FILLING AND ASSEMBLY
- On a lightly floured surface, roll one disc into a circle slightly larger than your pie dish. You want it to be approximately ⅛ inch (3mm) in thickness. Line a 9" pie dish, leaving the extra dough overhanging. Trim the dough so there is about 1 inch overlapping the edge of your dish. Place in the fridge while you prepare the filling and lattice.
- Roll out the second disc of dough into a rough rectangle approximately ⅛ inch thick. Use a pastry cutter to cut strips approximately 1 inch wide - these will be used for your lattice.
- In a large bowl, toss together the peach segments, blueberries, sugar, arrowroot, vanilla paste, and salt. Taste and adjust the sugar if necessary, depending on the sweetness of your fruit. If the filling seems especially wet, adjust the amount of arrowroot. Transfer the filling to the pie dish, leaving any excess liquid behind.
- Arrange the strips of pie dough on the top of the pie, weaving a simple lattice. Trim any overlapping pie dough and lattice strips so that they are flush with the edge of the pie dish. Carefully roll the edge of the pie dough back on itself slightly slightly, and crimp with your fingers.
- Rest the pie in the fridge for at least 30 minutes. While the pie is resting in the fridge, preheat the oven to 425˚f/ 220˚c. Place a baking tray on the bottom rack of the oven.

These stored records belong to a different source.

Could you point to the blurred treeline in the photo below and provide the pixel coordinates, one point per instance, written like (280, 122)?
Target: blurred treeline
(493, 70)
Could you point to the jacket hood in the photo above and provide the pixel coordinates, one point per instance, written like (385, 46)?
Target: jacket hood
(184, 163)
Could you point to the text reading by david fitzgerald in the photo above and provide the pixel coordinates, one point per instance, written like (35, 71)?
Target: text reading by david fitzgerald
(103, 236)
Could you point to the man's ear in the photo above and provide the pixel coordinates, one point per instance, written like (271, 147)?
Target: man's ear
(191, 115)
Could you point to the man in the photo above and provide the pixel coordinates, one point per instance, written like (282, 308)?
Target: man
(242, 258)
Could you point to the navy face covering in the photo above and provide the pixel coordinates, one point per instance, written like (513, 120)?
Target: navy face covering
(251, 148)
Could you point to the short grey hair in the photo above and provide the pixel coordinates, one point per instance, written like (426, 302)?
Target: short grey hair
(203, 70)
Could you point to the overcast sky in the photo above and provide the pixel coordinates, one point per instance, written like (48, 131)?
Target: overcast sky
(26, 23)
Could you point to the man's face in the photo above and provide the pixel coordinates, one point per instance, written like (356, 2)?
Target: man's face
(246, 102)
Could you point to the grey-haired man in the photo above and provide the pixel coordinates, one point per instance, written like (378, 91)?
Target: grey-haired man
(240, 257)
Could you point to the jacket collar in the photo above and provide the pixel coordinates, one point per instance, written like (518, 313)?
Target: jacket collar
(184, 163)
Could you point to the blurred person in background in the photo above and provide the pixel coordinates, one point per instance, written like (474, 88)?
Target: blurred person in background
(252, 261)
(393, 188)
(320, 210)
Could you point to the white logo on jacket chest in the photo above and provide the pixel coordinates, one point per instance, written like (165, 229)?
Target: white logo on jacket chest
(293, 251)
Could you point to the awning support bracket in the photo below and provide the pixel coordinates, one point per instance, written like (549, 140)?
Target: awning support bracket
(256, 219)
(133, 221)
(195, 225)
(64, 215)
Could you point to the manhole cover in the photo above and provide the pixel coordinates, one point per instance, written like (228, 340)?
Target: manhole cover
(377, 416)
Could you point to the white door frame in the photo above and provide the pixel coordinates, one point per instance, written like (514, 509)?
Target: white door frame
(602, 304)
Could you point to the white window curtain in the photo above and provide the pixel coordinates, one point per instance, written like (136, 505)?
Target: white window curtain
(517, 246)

- Brush the pie with egg wash, and sprinkle liberally with raw sugar. Bake at 425˚f / 220˚c for 20 minutes, or until the pastry is set and beginning to go golden. Reduce the temperature 375˚f / 190˚c, and bake until the pastry is deeply golden and the filling is bubbling.
- Remove from the oven and cool on a wire rack. Serve warm or at room temperature.